There are more emphatic reasons for the market's complaisance. Jim McDonald, chief investment strategist for Northern Trust, said he viewed the election results mainly as "a Republican sweep of the White House and Congress" rather than a Trump victory.

"Our view is that we will have unified government for the first time in six years," he said, and with less gridlock in Washington, "that means that we will have some pro-growth policies being implemented." Less financial regulation and less health care regulation and perhaps an end to Obamacare are the "plump targets out there," he said, adding that he expected to see tax cuts.

Great expectations

In a similar vein, a survey of 114 global fund managers on Wednesday by Bank of America Merrill Lynch Global Research found that most of these professional investors thought Trump would probably soon reach an agreement to repatriate some of the US corporate money stashed overseas and increase spending on those infrastructure projects.

Most said they didn't expect to reduce risk in their portfolios by raising cash. The single most attractive option for the group was to invest in the S&P; 500.

McDonald said he expected that new programs and tax cuts would effectively be a fiscal stimulus that should increase the gross domestic product by about half a percentage point, making company shares more appealing.

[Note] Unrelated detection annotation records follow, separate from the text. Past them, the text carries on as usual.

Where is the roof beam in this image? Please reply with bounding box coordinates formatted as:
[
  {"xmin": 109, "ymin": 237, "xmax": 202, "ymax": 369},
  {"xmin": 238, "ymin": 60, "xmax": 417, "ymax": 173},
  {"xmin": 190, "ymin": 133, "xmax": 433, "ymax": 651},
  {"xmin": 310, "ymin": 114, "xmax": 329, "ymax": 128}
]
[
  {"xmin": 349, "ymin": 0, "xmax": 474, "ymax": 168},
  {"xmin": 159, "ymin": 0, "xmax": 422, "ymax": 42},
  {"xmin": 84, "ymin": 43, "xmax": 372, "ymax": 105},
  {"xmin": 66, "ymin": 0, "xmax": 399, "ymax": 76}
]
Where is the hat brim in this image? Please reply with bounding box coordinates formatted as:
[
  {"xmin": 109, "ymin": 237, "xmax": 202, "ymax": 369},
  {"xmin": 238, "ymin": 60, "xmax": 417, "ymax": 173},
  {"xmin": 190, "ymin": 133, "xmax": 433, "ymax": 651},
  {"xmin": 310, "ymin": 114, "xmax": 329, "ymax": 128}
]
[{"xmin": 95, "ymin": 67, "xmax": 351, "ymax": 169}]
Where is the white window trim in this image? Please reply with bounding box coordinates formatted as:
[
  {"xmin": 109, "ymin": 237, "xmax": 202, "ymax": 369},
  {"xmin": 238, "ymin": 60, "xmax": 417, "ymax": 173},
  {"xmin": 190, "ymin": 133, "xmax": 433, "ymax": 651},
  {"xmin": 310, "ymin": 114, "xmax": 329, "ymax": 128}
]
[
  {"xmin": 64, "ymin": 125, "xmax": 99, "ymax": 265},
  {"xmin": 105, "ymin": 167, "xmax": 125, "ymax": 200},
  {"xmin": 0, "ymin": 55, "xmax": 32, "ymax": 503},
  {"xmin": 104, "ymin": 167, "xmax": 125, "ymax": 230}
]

Bonds, by contrast, are likely to be hurt by an increase in inflation, he said. Bond yields have already risen, and prices, which move in the opposite direction, have fallen.

There is also some historical backing for a bullish view on the election's stock market impact. Since 1901, stocks have flourished when one party has controlled the White House and both houses of Congress, data from the Bespoke Investment Group indicates. When Republicans have ruled, the Dow has gained 8 per cent a year, on average, compared with 6.2 per cent for all political configurations. (When Democrats have held the White House and Congress, stocks have gained 7.9 per cent a year.)

'Manic market on medication'

Yet the Trump rally has already spawned concern that things have gone too far.

"These gyrations and inconsistent behaviour attest to a manic market on medication," said David A. Rosenberg, chief economist and strategist at Gluskin Sheff, in a note to clients.

Even if the market's infatuation with Trump lingers, to predict rosy days ahead, you have to make assumptions, and some of them may be a stretch. Make your own list.

Here are a few suggestions, just to get started:

  • Trump will always be a calm and soothing presence and will not lead the country into major crises
  • he will smoothly conclude legislative deals with conservative congressional Republicans for whom policies like deficit spending are anathema
  • his avowed "America first" policies will not severely damage emerging market nations or start debilitating trade wars or otherwise destabilise the global economy
  • he will appoint effective Federal Reserve Board members; and his plans to deregulate industry and dismantle the Obama legacy will benefit the economy and the markets.

That and more could all happen, but these are early days.

We will simply have to watch the Trump presidency unfold.